Winter Skin Woes and How to Treat Them
Winter weather can be tough on your skin. While your skin takes the brunt of damage from the elements while you are outdoors, Old Man Winter can also do a number on your skin in some unexpected ways, and not just from being outside.
Read further as Dr. Paul Pin shares some of the less obvious ways in which cold winter weather can cause problems for your skin, as well as how to overcome them.
The most common causes for dry winter skin are direct sunlight and dry windy conditions. Both of these environmental conditions can leach moisture out of your skin by means of evaporation, leaving you with dry skin that looks and feels tight.
However, you may still face problems of dry environmental problems indoors during winter.
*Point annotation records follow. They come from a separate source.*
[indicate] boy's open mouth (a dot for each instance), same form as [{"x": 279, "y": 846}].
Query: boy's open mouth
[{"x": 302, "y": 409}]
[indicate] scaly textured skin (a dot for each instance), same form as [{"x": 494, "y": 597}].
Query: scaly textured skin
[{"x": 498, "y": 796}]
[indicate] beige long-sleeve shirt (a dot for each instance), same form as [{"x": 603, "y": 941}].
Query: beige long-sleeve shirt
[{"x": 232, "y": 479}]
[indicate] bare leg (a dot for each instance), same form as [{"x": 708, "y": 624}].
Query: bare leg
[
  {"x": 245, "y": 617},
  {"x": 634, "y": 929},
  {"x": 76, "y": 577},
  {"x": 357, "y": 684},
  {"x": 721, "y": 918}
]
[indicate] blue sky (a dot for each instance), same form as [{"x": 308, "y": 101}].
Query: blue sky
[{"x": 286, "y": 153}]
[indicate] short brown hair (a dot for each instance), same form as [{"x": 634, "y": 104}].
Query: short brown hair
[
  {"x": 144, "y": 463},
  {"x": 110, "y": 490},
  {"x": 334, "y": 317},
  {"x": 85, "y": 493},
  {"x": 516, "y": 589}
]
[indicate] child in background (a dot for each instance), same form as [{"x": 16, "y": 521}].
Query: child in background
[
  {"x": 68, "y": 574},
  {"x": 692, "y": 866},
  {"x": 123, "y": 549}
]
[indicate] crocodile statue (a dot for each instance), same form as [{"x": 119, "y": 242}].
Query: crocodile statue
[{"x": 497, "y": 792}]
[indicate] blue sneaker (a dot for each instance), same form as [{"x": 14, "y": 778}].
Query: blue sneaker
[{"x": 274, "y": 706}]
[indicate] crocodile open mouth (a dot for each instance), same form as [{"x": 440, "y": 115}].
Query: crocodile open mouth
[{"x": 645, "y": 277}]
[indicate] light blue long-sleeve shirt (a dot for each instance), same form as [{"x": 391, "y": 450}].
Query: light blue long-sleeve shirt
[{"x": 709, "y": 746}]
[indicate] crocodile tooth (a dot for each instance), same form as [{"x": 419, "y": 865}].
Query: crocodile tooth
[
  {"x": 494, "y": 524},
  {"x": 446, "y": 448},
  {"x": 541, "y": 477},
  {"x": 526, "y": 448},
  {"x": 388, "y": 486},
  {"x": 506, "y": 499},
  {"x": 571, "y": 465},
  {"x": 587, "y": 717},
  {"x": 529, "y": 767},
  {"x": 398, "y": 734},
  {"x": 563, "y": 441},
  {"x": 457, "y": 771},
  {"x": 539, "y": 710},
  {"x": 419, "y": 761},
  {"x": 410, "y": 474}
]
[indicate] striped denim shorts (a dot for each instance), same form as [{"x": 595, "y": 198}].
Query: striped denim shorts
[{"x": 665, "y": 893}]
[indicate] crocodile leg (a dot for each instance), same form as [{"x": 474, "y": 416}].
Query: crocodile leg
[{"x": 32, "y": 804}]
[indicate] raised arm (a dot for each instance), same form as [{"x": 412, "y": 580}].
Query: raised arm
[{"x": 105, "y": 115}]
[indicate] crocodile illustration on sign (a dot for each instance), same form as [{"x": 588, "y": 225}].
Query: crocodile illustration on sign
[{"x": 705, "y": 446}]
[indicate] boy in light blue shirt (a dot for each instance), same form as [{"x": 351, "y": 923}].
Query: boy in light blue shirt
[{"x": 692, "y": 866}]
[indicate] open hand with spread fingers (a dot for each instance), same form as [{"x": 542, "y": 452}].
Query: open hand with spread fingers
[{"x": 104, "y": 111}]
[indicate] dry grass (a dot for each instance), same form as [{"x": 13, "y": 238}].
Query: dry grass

Most indoor climate-controlled systems tend to blow out hot air when they are set to warm indoor environments, so you may still have the problem of dry skin in your home, workplace, school, or any other buildings that use central climate control systems.
The most obvious solution is to stay hydrated and have a daily moisturizing routine for your skin. Aim for 64 ounces (or eight 8-ounce glasses) of water per day, and use a heavier moisturizer in winter than you would the rest of the year. Moisturizers that come in jars are ideal because they have lower water content than those in pump bottles. The best time to apply your moisturizer is right after your bath or shower.
Flaky skin can often be a combination of extremely dry winter temperatures and the use of harsh bath soaps. If your bath soap has too high a pH level, it can damage the outer layer of the skin, leading to flakiness.
To soothe flaky skin, you may need to ditch your soap in favor of a gentler body wash. Look for ones that are exfoliants, as they will gently remove the top layer of damaged skin, but not dry out the next layer of skin underneath.
Don’t run an overly hot bath or shower, as that will pull even more moisture out of your skin. You should also pat your skin dry after your shower or bath, rather than rubbing it. Apply your moisturizer immediately afterward to lock in the moisture remaining on your skin.
Eczema and Psoriasis Flares
Winter weather can be particularly difficult if you suffer from skin conditions such as eczema or psoriasis, particularly if this is the first time you have encountered harsh winter climates. Anything from new skin products, to extra layers of clothing, to new fabrics (such as wool) may trigger a flare. Even stress can set off a flare-up of your condition.
The best way to address these flare-ups in winter is through a combination of the tips mentioned above, as well as:
- Changing out any scented laundry products for hypoallergenic unscented ones
- Laundering or dry cleaning (using an eco-friendly process) any new clothing items before wearing them
- Patch-testing any new skin products on the inside crook of your arm
- Starting a regular meditation or yoga practice to reduce stress
We tend to think more about seasonal skin care in summer, but it is a good idea to also change your skin care routine for winter. Moisturizing more frequently, staying hydrated, avoiding overly hot and long baths or showers, and reducing stress can go a long way toward keeping your skin glowing throughout winter and on into spring.